Avez-vous déjà considéré les nouvelles technologies de reproduction comme un moyen de contrôler le pouvoir de reproduction des femmes ? Historiquement, le contrôle de la reproduction a été étroitement lié à la dynamique du pouvoir. De la régulation des naissances aux traitements de fertilité, les femmes sont les principaux sujets de la recherche scientifique et des interventions médicales. L’utilisation des technologies de reproduction peut renforcer les normes patriarcales et influencer la façon dont la société perçoit la féminité et la maternité. Aujourd’hui encore, l’attention portée à la fertilité des femmes est disproportionnée par rapport à celle des hommes, ce qui reflète les attitudes plus générales de la société à l’égard des rôles et des responsabilités des hommes et des femmes.
En outre, ces technologies ne relèvent pas uniquement de la biologie ; elles sont profondément politiques. Les gouvernements utilisent parfois les politiques de reproduction pour contrôler la croissance démographique, considérant le corps des femmes comme un outil de gestion de la démographie. Ces exemples soulèvent des questions sur la dynamique du pouvoir et sur les bénéficiaires de certaines avancées scientifiques. Ils mettent également en évidence la manière dont les progrès scientifiques peuvent être liés au pouvoir de l’État et aux mécanismes de contrôle de la société.
Les critiques pourraient faire valoir que les découvertes scientifiques telles que les nouvelles technologies de reproduction ne renforcent pas uniquement les normes patriarcales, mais peuvent également remettre en question les rôles et les stéréotypes traditionnels des hommes et des femmes. Ces technologies pourraient renforcer l’autonomie des femmes en leur permettant de mieux maîtriser leurs choix en matière de procréation et de santé grâce à des options élargies.

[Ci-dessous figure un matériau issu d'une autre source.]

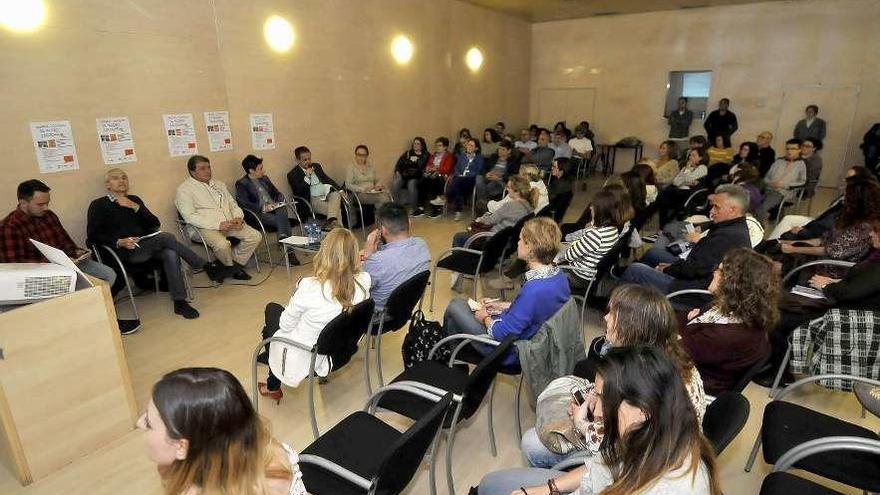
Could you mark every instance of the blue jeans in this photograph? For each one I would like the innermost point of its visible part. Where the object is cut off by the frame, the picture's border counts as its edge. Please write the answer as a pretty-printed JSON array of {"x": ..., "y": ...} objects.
[
  {"x": 642, "y": 274},
  {"x": 507, "y": 481}
]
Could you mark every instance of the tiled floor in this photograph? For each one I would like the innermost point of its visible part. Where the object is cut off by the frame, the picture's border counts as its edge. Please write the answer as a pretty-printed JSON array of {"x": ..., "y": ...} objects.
[{"x": 228, "y": 330}]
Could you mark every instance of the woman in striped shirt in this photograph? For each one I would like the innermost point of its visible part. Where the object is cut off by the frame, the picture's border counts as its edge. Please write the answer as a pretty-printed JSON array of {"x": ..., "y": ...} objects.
[{"x": 597, "y": 239}]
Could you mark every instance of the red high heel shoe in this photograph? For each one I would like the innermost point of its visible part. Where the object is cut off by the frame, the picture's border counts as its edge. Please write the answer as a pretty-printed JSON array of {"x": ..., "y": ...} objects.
[{"x": 275, "y": 395}]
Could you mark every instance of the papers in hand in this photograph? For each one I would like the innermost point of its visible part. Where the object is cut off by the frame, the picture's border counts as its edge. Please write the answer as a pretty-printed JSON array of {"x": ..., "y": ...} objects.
[{"x": 809, "y": 292}]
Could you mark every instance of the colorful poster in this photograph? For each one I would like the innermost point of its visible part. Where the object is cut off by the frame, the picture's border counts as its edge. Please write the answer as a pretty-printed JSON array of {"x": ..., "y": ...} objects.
[
  {"x": 181, "y": 133},
  {"x": 53, "y": 143},
  {"x": 116, "y": 140},
  {"x": 262, "y": 131},
  {"x": 219, "y": 132}
]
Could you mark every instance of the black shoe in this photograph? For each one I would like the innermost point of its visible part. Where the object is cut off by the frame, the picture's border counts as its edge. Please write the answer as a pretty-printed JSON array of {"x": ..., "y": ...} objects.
[
  {"x": 128, "y": 327},
  {"x": 292, "y": 259},
  {"x": 215, "y": 271},
  {"x": 183, "y": 308}
]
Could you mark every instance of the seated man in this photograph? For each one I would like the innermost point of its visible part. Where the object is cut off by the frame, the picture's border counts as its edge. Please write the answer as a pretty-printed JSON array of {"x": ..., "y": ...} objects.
[
  {"x": 308, "y": 181},
  {"x": 205, "y": 204},
  {"x": 497, "y": 169},
  {"x": 727, "y": 231},
  {"x": 785, "y": 174},
  {"x": 391, "y": 255},
  {"x": 34, "y": 220},
  {"x": 256, "y": 192},
  {"x": 121, "y": 221}
]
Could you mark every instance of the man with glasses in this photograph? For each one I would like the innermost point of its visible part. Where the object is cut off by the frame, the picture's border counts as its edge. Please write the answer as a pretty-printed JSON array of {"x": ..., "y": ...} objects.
[{"x": 786, "y": 174}]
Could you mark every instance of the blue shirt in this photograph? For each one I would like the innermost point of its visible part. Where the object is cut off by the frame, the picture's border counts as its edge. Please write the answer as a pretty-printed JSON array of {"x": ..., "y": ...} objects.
[
  {"x": 538, "y": 300},
  {"x": 395, "y": 263}
]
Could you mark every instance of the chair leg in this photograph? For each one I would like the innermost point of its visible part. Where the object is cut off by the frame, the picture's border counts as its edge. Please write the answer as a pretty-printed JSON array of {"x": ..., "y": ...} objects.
[
  {"x": 751, "y": 461},
  {"x": 516, "y": 404},
  {"x": 492, "y": 447},
  {"x": 782, "y": 368}
]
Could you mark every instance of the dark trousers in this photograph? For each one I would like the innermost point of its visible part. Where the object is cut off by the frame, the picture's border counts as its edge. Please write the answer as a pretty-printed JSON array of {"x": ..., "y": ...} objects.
[
  {"x": 430, "y": 188},
  {"x": 458, "y": 189},
  {"x": 272, "y": 318},
  {"x": 166, "y": 248}
]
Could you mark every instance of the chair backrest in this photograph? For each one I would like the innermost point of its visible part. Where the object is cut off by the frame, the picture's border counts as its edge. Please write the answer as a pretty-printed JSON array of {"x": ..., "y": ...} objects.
[
  {"x": 340, "y": 337},
  {"x": 482, "y": 376},
  {"x": 494, "y": 248},
  {"x": 724, "y": 419},
  {"x": 405, "y": 456},
  {"x": 403, "y": 299}
]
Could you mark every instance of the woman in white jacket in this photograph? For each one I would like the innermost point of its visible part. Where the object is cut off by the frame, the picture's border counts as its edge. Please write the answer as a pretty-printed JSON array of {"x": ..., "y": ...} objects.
[{"x": 337, "y": 284}]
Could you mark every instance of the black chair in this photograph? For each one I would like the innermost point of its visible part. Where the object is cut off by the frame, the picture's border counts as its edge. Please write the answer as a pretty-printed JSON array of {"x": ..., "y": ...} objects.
[
  {"x": 338, "y": 340},
  {"x": 604, "y": 268},
  {"x": 788, "y": 425},
  {"x": 396, "y": 313},
  {"x": 787, "y": 281},
  {"x": 471, "y": 263},
  {"x": 724, "y": 419},
  {"x": 438, "y": 378},
  {"x": 363, "y": 454},
  {"x": 779, "y": 482}
]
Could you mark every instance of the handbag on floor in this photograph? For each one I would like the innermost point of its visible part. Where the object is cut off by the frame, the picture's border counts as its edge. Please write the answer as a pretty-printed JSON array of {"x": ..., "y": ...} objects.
[{"x": 422, "y": 336}]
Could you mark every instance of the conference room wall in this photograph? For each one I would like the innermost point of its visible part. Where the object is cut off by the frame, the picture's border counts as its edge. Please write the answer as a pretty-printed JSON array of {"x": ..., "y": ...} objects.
[
  {"x": 337, "y": 87},
  {"x": 757, "y": 52}
]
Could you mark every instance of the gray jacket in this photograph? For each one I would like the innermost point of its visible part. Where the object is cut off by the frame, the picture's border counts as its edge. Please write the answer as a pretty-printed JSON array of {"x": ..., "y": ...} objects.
[{"x": 553, "y": 351}]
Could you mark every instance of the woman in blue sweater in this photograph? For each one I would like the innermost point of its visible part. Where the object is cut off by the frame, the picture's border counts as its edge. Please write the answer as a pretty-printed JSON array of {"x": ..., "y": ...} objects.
[{"x": 544, "y": 292}]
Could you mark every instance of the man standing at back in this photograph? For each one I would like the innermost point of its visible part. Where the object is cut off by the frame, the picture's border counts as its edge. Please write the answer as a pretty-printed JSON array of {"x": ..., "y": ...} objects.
[
  {"x": 391, "y": 254},
  {"x": 721, "y": 122},
  {"x": 205, "y": 204}
]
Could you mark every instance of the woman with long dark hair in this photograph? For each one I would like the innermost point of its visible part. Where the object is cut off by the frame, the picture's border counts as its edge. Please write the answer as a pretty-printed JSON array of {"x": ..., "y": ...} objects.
[
  {"x": 205, "y": 437},
  {"x": 652, "y": 443}
]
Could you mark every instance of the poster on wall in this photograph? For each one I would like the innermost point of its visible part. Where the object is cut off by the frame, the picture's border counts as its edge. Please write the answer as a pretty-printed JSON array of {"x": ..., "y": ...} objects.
[
  {"x": 116, "y": 140},
  {"x": 53, "y": 143},
  {"x": 219, "y": 133},
  {"x": 262, "y": 131},
  {"x": 181, "y": 133}
]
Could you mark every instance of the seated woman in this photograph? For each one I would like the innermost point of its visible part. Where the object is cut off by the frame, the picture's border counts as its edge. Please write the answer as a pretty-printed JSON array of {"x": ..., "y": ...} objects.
[
  {"x": 205, "y": 437},
  {"x": 361, "y": 179},
  {"x": 337, "y": 284},
  {"x": 651, "y": 439},
  {"x": 596, "y": 240},
  {"x": 541, "y": 296},
  {"x": 647, "y": 174},
  {"x": 748, "y": 153},
  {"x": 441, "y": 164},
  {"x": 522, "y": 198},
  {"x": 408, "y": 171},
  {"x": 726, "y": 338},
  {"x": 665, "y": 165},
  {"x": 673, "y": 198},
  {"x": 637, "y": 315},
  {"x": 468, "y": 165},
  {"x": 721, "y": 151}
]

Toutefois, dans un monde où l’inégalité entre les sexes est profondément ancrée, la question brûlante est de savoir dans quelle mesure les femmes pauvres, autochtones, immigrées, réfugiées, veuves, homosexuelles, appartenant à une minorité ou de couleur peuvent exercer un contrôle sur leurs choix en matière de procréation. Une étude des Nations unies basée sur des données provenant de 64 pays pour la période 2007-2021 montre que seulement 57 % des femmes hétérosexuelles mariées ou en union âgées de 15 à 49 ans pouvaient prendre leurs propres décisions en connaissance de cause concernant l’utilisation de contraceptifs et les soins de santé génésique.
La compréhension de cette dynamique nécessite une analyse socioculturelle des actions scientifiques. Une telle approche nous aide à voir, au-delà des faits scientifiques, comment ils sont façonnés par les normes sociétales et les structures de pouvoir et comment ils les façonnent à leur tour. Elle nous encourage à examiner d’un oeil critique qui bénéficie des avancées scientifiques et qui peut être marginalisé ou oppressé par elles.
Un examen approfondi de la sociologie des sciences nous permet de mieux comprendre les implications plus larges des activités scientifiques. Elle nous apprend à remettre en question la neutralité supposée de la connaissance scientifique et à reconnaître l’influence des facteurs sociétaux sur ce que nous considérons comme une vérité objective. En explorant ces intersections entre la science et la société, nous comprenons mieux notre place dans le monde et les forces qui le façonnent. C’est un voyage vers la découverte des récits cachés et des luttes de pouvoir qui se cachent dans le progrès scientifique.